In an isochoric process, the volume remains constant (ΔV=0), meaning no work is done (W=0). Therefore, the change in internal energy is equal to the heat added or removed (ΔU = Q). The heat can be calculated as n * Cv * ΔT, where Cv is the molar heat capacity at constant volume.
An isobaric process maintains constant pressure. In this case, work is done (W = PΔV), and the change in internal energy is given by ΔU = Q - W. Heat (Q) can be calculated using n * Cp * ΔT, where Cp is the molar heat capacity at constant pressure.
An isothermal process occurs at a constant temperature (ΔT=0), which means the change in internal energy is zero (ΔU=0).
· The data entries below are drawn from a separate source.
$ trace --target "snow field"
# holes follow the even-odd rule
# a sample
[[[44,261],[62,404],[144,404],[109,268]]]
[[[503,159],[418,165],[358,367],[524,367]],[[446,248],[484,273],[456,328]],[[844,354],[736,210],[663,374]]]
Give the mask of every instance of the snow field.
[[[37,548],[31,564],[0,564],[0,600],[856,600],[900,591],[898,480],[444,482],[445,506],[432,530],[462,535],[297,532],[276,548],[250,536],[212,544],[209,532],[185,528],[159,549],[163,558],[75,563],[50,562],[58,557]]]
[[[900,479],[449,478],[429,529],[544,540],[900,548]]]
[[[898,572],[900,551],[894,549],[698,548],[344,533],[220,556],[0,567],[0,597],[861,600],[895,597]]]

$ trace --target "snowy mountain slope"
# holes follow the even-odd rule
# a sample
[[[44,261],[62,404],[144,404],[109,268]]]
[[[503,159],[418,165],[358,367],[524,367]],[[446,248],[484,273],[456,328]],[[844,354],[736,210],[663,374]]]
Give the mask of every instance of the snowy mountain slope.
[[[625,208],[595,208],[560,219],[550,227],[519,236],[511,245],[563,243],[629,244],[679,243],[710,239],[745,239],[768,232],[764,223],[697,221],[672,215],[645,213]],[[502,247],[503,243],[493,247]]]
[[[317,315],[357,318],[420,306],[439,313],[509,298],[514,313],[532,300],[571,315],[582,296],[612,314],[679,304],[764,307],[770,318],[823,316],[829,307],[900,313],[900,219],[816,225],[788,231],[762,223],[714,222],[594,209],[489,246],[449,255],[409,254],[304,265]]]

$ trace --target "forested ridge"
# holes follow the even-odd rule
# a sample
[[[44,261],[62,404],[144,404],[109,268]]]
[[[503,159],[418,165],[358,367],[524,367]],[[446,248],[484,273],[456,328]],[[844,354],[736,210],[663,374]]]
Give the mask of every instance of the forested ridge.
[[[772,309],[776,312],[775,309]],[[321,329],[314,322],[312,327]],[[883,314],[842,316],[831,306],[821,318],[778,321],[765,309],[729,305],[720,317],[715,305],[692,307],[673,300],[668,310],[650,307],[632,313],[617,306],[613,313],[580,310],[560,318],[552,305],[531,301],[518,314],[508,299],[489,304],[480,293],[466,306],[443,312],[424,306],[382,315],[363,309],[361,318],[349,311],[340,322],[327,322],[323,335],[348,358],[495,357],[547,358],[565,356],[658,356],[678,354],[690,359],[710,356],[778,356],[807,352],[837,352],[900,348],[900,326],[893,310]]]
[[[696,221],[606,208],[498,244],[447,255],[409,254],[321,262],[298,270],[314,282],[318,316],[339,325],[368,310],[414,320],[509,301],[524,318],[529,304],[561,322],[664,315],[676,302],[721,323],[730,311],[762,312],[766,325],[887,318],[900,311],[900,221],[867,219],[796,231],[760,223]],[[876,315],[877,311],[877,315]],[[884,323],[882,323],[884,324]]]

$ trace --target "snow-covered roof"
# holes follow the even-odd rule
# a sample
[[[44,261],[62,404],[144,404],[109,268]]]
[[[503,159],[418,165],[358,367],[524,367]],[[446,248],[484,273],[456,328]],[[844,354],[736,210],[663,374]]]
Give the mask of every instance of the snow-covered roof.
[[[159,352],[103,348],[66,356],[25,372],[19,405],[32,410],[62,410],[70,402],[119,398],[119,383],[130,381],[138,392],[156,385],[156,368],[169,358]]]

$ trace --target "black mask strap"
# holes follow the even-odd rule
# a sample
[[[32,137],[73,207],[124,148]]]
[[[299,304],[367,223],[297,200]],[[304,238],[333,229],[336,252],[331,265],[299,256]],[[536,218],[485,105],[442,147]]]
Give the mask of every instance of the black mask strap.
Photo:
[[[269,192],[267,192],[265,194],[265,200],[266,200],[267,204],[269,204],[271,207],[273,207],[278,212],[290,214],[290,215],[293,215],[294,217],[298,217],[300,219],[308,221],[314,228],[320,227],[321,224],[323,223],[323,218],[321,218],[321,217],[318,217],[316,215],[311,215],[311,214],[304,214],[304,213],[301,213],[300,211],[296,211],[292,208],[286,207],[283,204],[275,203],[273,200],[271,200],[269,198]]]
Therefore, the heat transferred into or out of the system is equal to the work done (Q = W).
The video illustrates these processes using Pressure-Volume (PV) diagrams. An isochoric line is vertical (constant volume), an isobaric line is horizontal (constant pressure), and isothermal curves are less steep than adiabatic curves, which are noted to be steeper because there is no heat added.
The molar heat capacities at constant volume (Cv) and constant pressure (Cp) are discussed. Key relationships are provided: Cp = Cv + R (where R is the gas constant) and gamma (γ) = Cp/Cv, which is the ratio of heat capacities. R is 8.314 J/mol·K.
A problem is presented: calculate the change in internal energy for 2500 moles of air cooled from 35°C to 26°C at constant pressure (1 atm), assuming air is an ideal gas with γ = 1.40. This is identified as an isobaric process.
The solution involves first calculating Cv using the relationship γ = 1 + R/Cv, which yields Cv = R / (γ-1). With the calculated Cv, the change in internal energy (ΔU) is then found using the formula ΔU = n * Cv * ΔT, resulting in ΔU = -4.60 × 10^5 Joules.
The video briefly mentions another formula for work in an adiabatic process: W = nCv(T1 - T2), or W = 1/(γ-1) * (P1V1 - P2V2), reinforcing that adiabatic curves are always steeper than isothermal curves on a PV diagram passing through the same point.